Python Web App Stack (Flask w/ LDAP)
-
There are tons of use cases for a python analogue to the LAMP stack app.
While this could perpetually live as custom deploys in our private docker images, I think it would be handy to have a version published in the cloudron app store.
Some thoughts on implementation:
- Database URL provided in config(?) Given cloudron apps can be configured to talk to each other over the private/internal cloudron network -- seems reasonable to either just leave a database off this app and take a Database URL in a config file, if a database is needed at all. User can then select whichever backend is most appropriate.
- Read in and install from Requirements.txt (?) If I can hit deploy on cloudron, drop in a requirements.txt file from "pip freeze" somewhere to have additional dependencies installed, and then have a python app with LDAP user directory already good to go, life will be good.
Or do you guys think this is better left to just custom app deploys?
If you've already deployed a custom Flask app (even better if it uses the LDAP directory) on Cloudron and are willing to share your setup, I'd definitely appreciate not spending time re-inventing the wheel.
-
@tshirt-chihuahu Wondering if https://www.cloudpanel.io/supported-applications/ might be more useful to you for that sort of thing?
-
@girish @nebulon I realise your initial target-audience may have been making home-user self-hosting easier, but there's definitely value in giving developers some loving too, as the more developers Cloudron attracts, the more capable people will join the community with the experience and motivation to contribute in apps, and perhaps one-day core code.
-
@marcusquinn agreed. Main issue is that developer apps don't work quite well on Cloudron since the packaging was designed for running pre-made apps and not custom apps. Like a person who wants python app might suddenly want Java 17 and Yarn 3 to go with it. I think creating a custom Dockerfile and then building for Cloudron is the only way to support developer apps. After all, this is what is done in non-developer world too.

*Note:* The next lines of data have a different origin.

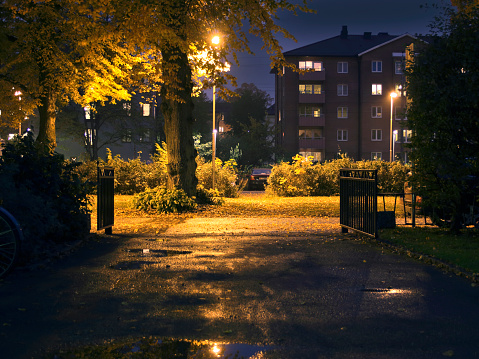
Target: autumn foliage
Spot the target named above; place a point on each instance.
(302, 177)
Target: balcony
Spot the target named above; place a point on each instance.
(312, 76)
(311, 121)
(313, 143)
(311, 98)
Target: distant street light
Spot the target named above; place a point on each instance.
(393, 95)
(216, 41)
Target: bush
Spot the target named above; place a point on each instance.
(44, 193)
(162, 200)
(225, 176)
(303, 178)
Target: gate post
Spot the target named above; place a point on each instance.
(358, 201)
(105, 199)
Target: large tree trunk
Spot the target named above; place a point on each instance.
(47, 112)
(177, 108)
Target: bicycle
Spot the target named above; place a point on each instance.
(11, 238)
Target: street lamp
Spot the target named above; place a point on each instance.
(395, 137)
(393, 95)
(215, 41)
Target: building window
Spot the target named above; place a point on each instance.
(127, 108)
(342, 112)
(89, 135)
(311, 65)
(342, 90)
(311, 155)
(309, 111)
(399, 89)
(377, 89)
(310, 89)
(406, 135)
(376, 135)
(145, 108)
(342, 135)
(342, 67)
(399, 67)
(145, 137)
(310, 133)
(400, 113)
(126, 138)
(377, 66)
(376, 112)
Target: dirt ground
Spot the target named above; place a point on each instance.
(295, 284)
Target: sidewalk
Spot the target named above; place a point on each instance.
(293, 283)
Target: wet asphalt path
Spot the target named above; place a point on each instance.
(297, 284)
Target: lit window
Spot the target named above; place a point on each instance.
(126, 138)
(87, 112)
(399, 67)
(310, 133)
(376, 135)
(342, 67)
(342, 135)
(127, 108)
(342, 90)
(377, 89)
(342, 112)
(377, 66)
(309, 111)
(311, 155)
(311, 65)
(406, 135)
(145, 137)
(376, 112)
(145, 107)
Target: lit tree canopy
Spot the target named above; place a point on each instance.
(90, 50)
(443, 85)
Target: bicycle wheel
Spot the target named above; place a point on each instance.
(10, 239)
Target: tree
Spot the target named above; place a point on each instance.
(89, 51)
(249, 105)
(61, 50)
(442, 83)
(180, 30)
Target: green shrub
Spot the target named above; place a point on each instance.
(162, 200)
(44, 193)
(225, 176)
(303, 178)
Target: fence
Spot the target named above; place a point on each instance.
(358, 201)
(106, 199)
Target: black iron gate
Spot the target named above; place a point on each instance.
(106, 199)
(358, 201)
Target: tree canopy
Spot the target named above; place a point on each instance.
(87, 51)
(443, 83)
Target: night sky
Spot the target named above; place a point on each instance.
(393, 16)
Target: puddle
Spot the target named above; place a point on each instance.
(238, 350)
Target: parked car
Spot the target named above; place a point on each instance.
(258, 178)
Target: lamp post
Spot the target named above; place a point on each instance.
(393, 95)
(395, 137)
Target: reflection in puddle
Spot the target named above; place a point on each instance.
(238, 350)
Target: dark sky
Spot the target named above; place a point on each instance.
(393, 16)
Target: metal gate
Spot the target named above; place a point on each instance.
(358, 201)
(105, 199)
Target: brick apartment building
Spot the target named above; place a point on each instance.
(344, 105)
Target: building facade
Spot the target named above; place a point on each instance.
(343, 105)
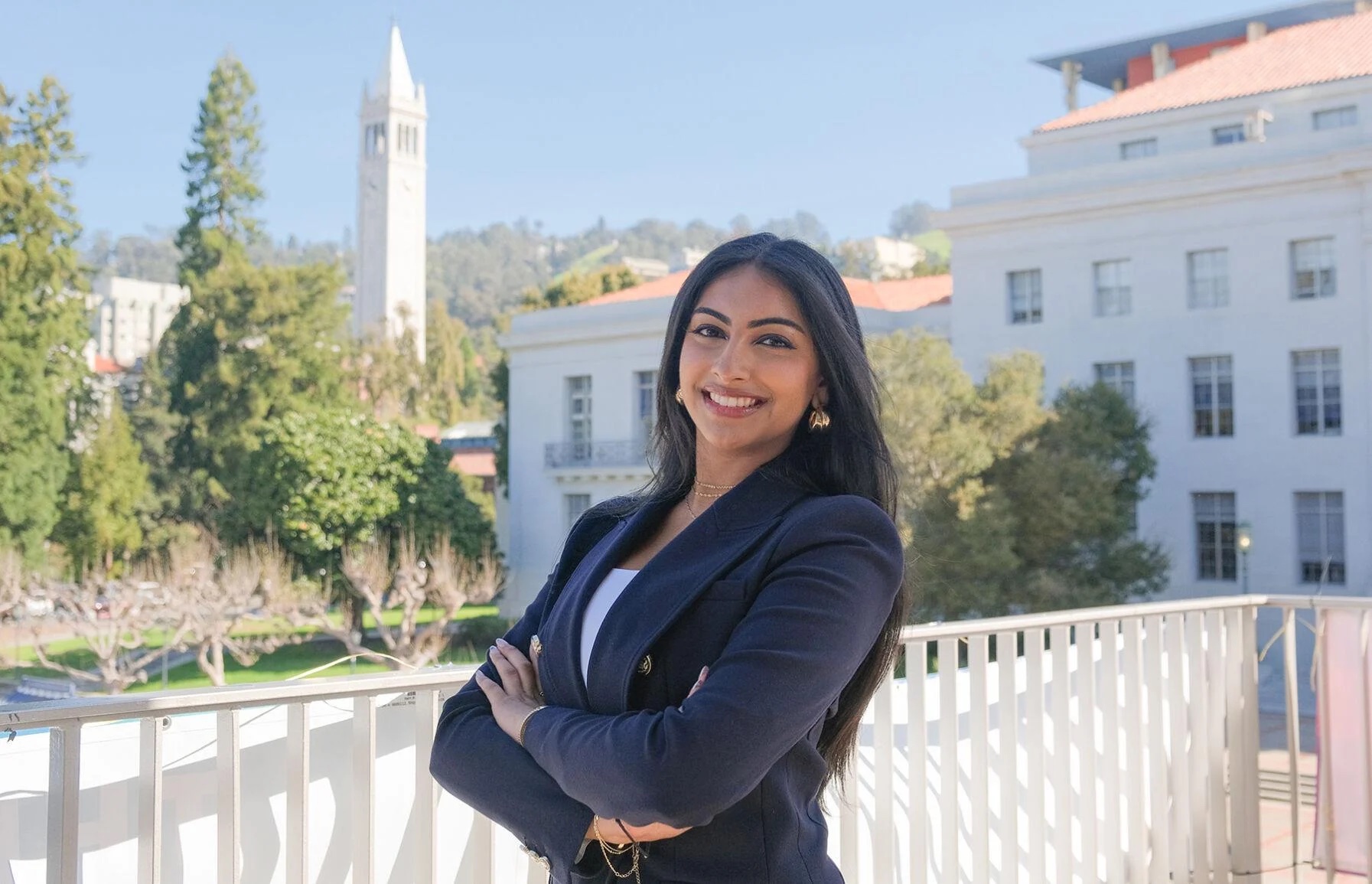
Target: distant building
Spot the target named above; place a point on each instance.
(1199, 242)
(472, 445)
(390, 205)
(647, 268)
(582, 385)
(894, 259)
(128, 316)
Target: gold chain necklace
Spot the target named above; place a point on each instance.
(722, 489)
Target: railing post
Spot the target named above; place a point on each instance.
(64, 802)
(948, 870)
(1061, 771)
(150, 801)
(364, 790)
(884, 787)
(230, 795)
(298, 794)
(425, 790)
(1007, 731)
(917, 759)
(1249, 771)
(977, 728)
(1292, 703)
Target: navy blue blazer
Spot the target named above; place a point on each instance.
(781, 593)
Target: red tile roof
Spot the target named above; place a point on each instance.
(895, 295)
(1337, 48)
(474, 463)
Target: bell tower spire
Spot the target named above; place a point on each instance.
(391, 202)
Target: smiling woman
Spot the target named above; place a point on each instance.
(693, 674)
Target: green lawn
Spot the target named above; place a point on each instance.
(283, 664)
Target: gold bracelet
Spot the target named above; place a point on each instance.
(523, 725)
(607, 851)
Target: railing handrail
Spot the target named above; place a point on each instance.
(88, 710)
(1015, 622)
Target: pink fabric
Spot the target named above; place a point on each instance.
(1345, 673)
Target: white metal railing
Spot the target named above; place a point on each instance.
(1113, 744)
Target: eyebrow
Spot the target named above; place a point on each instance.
(770, 320)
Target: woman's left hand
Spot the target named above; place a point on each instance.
(517, 693)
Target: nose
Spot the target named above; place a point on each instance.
(735, 360)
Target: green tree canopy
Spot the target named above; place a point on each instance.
(250, 345)
(574, 289)
(106, 496)
(223, 172)
(43, 318)
(330, 479)
(1007, 505)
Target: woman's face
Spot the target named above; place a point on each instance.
(748, 368)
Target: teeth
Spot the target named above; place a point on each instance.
(733, 401)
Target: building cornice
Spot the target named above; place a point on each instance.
(1110, 198)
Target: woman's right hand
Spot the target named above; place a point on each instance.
(614, 835)
(611, 830)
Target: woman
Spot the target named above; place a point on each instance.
(702, 652)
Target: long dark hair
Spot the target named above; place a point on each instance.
(851, 458)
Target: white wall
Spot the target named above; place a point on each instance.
(1254, 207)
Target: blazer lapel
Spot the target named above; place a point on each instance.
(681, 571)
(564, 621)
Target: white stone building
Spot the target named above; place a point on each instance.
(128, 316)
(391, 201)
(1202, 242)
(582, 385)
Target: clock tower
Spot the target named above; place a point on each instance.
(390, 202)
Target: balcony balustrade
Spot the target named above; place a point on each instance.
(1109, 744)
(614, 453)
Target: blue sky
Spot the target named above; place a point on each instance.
(569, 112)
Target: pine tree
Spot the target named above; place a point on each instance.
(43, 318)
(106, 494)
(223, 172)
(252, 342)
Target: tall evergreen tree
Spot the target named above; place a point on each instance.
(223, 171)
(106, 496)
(253, 341)
(43, 318)
(253, 344)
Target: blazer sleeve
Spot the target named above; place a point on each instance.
(475, 761)
(830, 588)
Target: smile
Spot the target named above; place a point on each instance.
(732, 405)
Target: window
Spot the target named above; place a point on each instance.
(1337, 119)
(1312, 268)
(1113, 287)
(1207, 279)
(574, 505)
(1119, 377)
(375, 139)
(1216, 548)
(1318, 393)
(1212, 396)
(1025, 297)
(579, 416)
(1318, 529)
(1228, 135)
(1138, 150)
(645, 405)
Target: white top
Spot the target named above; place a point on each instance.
(598, 607)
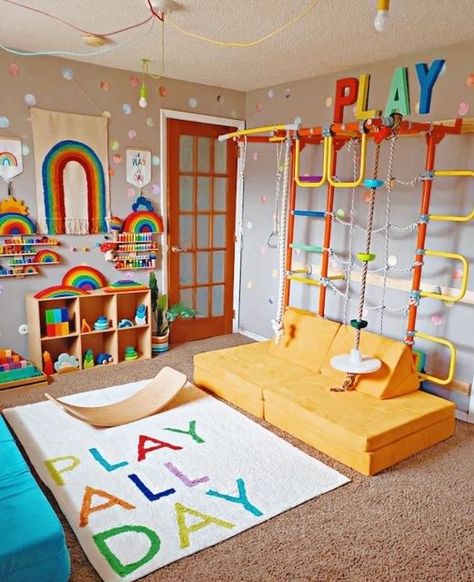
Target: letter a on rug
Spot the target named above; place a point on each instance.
(214, 475)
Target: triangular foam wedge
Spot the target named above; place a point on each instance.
(147, 401)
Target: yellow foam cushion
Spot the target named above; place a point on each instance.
(306, 339)
(361, 422)
(396, 377)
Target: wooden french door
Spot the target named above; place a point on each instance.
(201, 206)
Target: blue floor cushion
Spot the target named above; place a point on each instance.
(33, 547)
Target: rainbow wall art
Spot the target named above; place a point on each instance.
(53, 169)
(14, 223)
(59, 291)
(143, 221)
(47, 256)
(85, 278)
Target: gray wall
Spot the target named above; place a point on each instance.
(307, 100)
(42, 77)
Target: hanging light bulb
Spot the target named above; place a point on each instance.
(143, 102)
(382, 16)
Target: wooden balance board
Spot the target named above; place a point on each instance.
(150, 399)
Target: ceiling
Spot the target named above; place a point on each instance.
(334, 35)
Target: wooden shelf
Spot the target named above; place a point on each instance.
(113, 341)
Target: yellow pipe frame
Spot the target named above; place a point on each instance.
(297, 176)
(363, 157)
(465, 277)
(452, 361)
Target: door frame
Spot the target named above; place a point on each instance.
(166, 114)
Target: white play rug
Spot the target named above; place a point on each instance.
(145, 494)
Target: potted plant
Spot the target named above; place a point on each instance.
(164, 316)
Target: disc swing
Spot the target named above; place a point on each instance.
(355, 363)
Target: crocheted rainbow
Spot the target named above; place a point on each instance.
(46, 256)
(59, 291)
(52, 171)
(14, 223)
(124, 285)
(84, 277)
(143, 221)
(8, 159)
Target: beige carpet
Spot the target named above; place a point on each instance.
(413, 522)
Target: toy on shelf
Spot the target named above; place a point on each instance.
(140, 315)
(15, 371)
(88, 361)
(48, 367)
(103, 358)
(130, 354)
(57, 321)
(101, 323)
(85, 326)
(66, 363)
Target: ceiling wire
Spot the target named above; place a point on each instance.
(59, 19)
(238, 44)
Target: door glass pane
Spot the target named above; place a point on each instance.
(204, 154)
(186, 269)
(202, 268)
(186, 197)
(186, 153)
(202, 295)
(220, 192)
(204, 193)
(203, 231)
(186, 297)
(220, 156)
(185, 231)
(218, 232)
(218, 300)
(218, 266)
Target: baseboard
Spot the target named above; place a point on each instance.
(254, 336)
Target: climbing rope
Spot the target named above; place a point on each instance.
(277, 323)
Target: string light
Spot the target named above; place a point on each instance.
(382, 16)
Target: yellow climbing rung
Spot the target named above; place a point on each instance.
(313, 282)
(464, 280)
(452, 361)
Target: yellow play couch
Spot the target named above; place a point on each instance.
(384, 420)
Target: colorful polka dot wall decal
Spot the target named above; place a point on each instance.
(30, 99)
(436, 319)
(67, 73)
(13, 70)
(463, 108)
(392, 260)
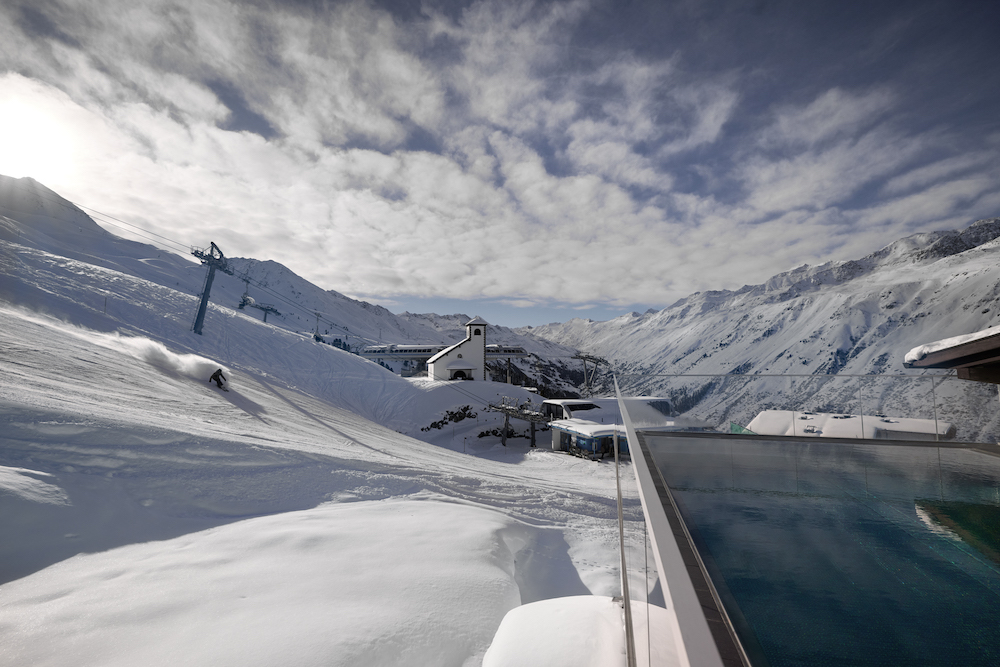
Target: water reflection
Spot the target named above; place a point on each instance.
(827, 553)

The other idea is maybe to build a PaaS (like Google App Engine, Heroku). These are opinionated stacks. You can't just install whatever version of software other than what is already provided.
-
@marcusquinn thanks for this resource. I hadn't seen this service before.
It doesn't replace deploying an app on cloudron (especially if the app mashes up several other cloudron apps.) But useful nonetheless!
-
@girish After thinking about this a bit more, it seems the optimal solution for "developer apps" isn't a published app, but some git repos of a few starter custom apps (dockerfile + ldap login + config instructions for a database if needed) specifically.
I know all the published cloudron app repos can be viewed (as linked in the packaging tutorial). Perhaps that is sufficient.
I'm building what is effectively a cloudron mashup (tying multiple apps together, LDAP, + private dns so API calls are local).
I'll provide further feedback if the current tutorial materials seem insufficient.